Erik Fagan and Dan McIntosh were at home in their apartment on October 24, when “a felon with an extensive criminal history” knocked on their door demanding money. When Fagan decline to contribute, the felon, tried to break in. McIntosh brandished his pistol, at which point the attacker ran away. Police later took him into custody, because he’s wanted on an outstanding warrant.
McIntosh has a concealed weapons permit. While this is irrelevant when discussing home defense, it shows that the gun owner is a law-abiding citizen known to law enforcement, which ran his background check and approved his permit.

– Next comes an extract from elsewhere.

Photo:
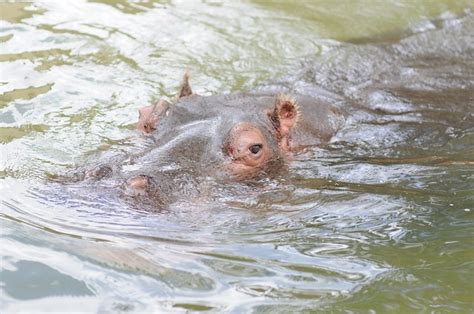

It’s also good to note that this defensive gun use succeeded without firing a shot. Most researchers agree that the vast majority of defensive gun uses don’t require shooting. They also rarely get reported by media.
The reason such a benign defensive gun use made headlines is because there’s a wrinkle in this story, courtesy of Gonzaga University.
Fagan and McIntosh are students there, and the school owns their apartment. Gonzaga’s student handbook bans gun possession on any school property. As a result, police confiscated McIntosh’s gun and the university is in the process of disciplining both students, which may include expulsion.
Gonzaga claims their anti-gun policy is “in place to reduce threats to the school.” Apparently, as long as the threats are only to students and not the school itself, law-abiding armed students are the threat.